State Legislative Candidates & Officeholders
Latinas were part of a record high in state legislative representation in 2021 and more are to achieve adequate representation in these positions that have huge involvement in policy making at a state level. The state level is also often where elected officials start before shooting for higher office on a more national level. 153 Latinas are state legislators, including 107 members of state houses and 46 members of state senates, and Latinas are 2.1% of all state legislators and 6.7% of all women state legislators nationwide as of October 2022.
They represent 2% of members of state houses and 6.2% of women in state houses. Additionally, they are 2.3% of state senators and 8.2% of women state senators. Finally, they are 4.3% of all Democratic state legislators and 0.4% of all Republican state legislators in the country.

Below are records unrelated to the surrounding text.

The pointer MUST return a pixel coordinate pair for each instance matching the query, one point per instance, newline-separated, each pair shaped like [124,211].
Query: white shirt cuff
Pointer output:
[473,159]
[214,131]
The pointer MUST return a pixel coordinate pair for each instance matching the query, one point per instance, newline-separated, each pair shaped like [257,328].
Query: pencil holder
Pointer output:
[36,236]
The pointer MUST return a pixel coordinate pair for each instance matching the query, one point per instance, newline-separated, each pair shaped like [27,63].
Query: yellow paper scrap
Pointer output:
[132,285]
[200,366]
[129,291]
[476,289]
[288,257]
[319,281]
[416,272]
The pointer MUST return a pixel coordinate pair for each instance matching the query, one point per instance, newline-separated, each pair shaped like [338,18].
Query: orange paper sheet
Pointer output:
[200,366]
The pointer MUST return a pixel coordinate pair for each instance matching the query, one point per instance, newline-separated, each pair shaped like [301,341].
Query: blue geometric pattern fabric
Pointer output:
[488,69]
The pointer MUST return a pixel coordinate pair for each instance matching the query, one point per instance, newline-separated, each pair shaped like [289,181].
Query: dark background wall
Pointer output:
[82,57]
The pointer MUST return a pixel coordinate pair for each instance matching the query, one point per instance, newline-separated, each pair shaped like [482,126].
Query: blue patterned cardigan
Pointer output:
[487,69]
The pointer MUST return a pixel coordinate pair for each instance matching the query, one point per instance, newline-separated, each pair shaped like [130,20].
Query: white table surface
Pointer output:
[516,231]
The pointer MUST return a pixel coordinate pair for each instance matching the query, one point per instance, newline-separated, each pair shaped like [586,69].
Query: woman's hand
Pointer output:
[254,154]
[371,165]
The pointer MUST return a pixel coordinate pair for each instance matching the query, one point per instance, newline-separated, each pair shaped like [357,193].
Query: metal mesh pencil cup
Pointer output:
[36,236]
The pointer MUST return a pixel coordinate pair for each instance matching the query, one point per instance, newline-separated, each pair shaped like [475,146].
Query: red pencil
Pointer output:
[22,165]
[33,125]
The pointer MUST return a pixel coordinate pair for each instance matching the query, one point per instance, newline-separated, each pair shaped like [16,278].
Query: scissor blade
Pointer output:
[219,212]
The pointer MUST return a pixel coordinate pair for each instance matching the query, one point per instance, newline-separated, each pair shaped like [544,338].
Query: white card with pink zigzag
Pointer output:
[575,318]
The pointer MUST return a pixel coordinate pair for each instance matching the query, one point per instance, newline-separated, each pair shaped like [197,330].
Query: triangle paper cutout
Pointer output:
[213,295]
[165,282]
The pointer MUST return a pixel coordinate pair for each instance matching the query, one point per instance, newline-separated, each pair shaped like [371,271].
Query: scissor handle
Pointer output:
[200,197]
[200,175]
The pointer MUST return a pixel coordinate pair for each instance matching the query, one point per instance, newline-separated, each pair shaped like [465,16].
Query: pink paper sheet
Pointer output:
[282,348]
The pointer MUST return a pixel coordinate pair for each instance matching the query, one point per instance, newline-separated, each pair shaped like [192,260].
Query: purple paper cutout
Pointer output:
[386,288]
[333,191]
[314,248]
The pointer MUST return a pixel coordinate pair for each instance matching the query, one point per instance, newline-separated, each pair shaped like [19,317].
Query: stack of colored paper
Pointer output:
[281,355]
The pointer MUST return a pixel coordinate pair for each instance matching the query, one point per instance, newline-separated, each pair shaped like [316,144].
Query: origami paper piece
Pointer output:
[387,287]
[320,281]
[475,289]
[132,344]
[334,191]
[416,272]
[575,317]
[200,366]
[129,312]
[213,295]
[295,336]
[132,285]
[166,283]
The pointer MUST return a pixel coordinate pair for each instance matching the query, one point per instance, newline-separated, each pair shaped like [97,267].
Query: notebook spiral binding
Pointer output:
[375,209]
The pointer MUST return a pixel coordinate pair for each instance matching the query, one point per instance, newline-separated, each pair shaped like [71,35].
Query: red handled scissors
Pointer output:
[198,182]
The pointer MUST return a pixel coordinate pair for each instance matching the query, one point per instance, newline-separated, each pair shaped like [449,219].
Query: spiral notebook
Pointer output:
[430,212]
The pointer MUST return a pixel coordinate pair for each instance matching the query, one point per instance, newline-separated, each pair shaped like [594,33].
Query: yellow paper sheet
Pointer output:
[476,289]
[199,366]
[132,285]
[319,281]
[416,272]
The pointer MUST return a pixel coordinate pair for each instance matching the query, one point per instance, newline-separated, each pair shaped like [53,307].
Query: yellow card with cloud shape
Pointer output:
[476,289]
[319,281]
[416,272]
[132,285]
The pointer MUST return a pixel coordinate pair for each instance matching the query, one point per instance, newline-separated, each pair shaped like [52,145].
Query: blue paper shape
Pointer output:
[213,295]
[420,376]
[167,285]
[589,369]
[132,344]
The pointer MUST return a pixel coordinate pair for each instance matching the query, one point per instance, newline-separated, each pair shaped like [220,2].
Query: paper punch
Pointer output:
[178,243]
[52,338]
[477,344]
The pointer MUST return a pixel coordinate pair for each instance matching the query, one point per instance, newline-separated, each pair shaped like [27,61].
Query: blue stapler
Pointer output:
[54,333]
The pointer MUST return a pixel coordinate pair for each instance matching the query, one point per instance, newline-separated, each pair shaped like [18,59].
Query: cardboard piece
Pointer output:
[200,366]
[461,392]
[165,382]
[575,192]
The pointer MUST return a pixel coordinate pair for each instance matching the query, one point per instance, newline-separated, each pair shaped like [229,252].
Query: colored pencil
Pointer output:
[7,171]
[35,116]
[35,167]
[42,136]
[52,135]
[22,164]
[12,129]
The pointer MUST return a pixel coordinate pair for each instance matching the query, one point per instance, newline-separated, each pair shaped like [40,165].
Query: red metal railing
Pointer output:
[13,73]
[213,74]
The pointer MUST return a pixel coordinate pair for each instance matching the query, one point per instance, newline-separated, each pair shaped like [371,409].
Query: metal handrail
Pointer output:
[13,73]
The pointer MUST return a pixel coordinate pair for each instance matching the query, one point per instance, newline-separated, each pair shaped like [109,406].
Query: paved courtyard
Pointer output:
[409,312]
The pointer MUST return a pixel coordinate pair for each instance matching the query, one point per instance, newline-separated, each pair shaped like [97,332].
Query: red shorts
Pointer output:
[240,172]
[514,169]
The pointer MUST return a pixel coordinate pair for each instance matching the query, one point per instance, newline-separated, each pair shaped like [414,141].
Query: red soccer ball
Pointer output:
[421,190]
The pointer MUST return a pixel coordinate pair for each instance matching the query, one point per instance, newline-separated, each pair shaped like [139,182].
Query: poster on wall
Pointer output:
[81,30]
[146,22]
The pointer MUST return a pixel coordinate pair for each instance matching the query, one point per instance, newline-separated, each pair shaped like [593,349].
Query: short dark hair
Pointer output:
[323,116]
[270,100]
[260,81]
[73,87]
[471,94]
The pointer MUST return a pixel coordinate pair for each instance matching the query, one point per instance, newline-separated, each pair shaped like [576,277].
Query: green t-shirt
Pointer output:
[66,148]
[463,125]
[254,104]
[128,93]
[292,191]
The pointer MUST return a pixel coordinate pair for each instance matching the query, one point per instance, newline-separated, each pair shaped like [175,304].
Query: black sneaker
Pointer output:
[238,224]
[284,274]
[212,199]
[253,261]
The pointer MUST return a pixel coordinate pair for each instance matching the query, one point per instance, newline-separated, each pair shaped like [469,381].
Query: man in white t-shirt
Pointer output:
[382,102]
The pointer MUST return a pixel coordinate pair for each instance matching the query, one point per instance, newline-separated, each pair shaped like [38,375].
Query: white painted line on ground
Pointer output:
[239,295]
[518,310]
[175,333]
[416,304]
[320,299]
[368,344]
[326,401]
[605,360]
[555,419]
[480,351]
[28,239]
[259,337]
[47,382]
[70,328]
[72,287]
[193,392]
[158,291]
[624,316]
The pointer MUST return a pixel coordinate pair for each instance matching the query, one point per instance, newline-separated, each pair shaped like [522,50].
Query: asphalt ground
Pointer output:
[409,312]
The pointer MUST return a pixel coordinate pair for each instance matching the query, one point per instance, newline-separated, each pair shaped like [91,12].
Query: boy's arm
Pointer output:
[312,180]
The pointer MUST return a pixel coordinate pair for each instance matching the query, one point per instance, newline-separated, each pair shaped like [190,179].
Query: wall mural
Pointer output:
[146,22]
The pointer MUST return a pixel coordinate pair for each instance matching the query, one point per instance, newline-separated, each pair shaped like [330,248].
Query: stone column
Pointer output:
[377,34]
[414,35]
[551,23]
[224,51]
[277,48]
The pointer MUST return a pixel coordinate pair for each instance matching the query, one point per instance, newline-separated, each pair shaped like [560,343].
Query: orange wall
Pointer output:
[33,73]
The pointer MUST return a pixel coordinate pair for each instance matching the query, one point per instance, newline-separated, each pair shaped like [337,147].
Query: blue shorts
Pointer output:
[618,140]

Mayoral Candidates & Office Holders
There are only three Latinas who currently serve as mayors of the top 100 most populous cities. These are Paulette M. Guajardo (Corpus Christi, TX), Regina Romero (Tucson, AZ), and Mary Casillas Salas (Chula Vista, CA). Only five Latinas have ever served as big-city mayors in more than two decades. Michelle Romero won the mayoral election in Henderson, Nevada this past June and will be sworn in on Jan. 3, 2023.
Mayor Paulette Guajardo from Corpus Christi, TX is running for re-election this November, but Chula Vista, CA Mayor Mary Casillas Salas cannot run for re-election because of term limits. Tucson, AZ Mayor Regina Romero is not due for re-election until the new year. Still, the November elections could bring more Latinas among big-city mayors.
Despite growing strides for Latinas in politics over the course of time, the increase has been stagnant and slow when you look at the population size of Latinas in the U.S. More reports like these are one of few that help inform the public about these Latinas in power and influence.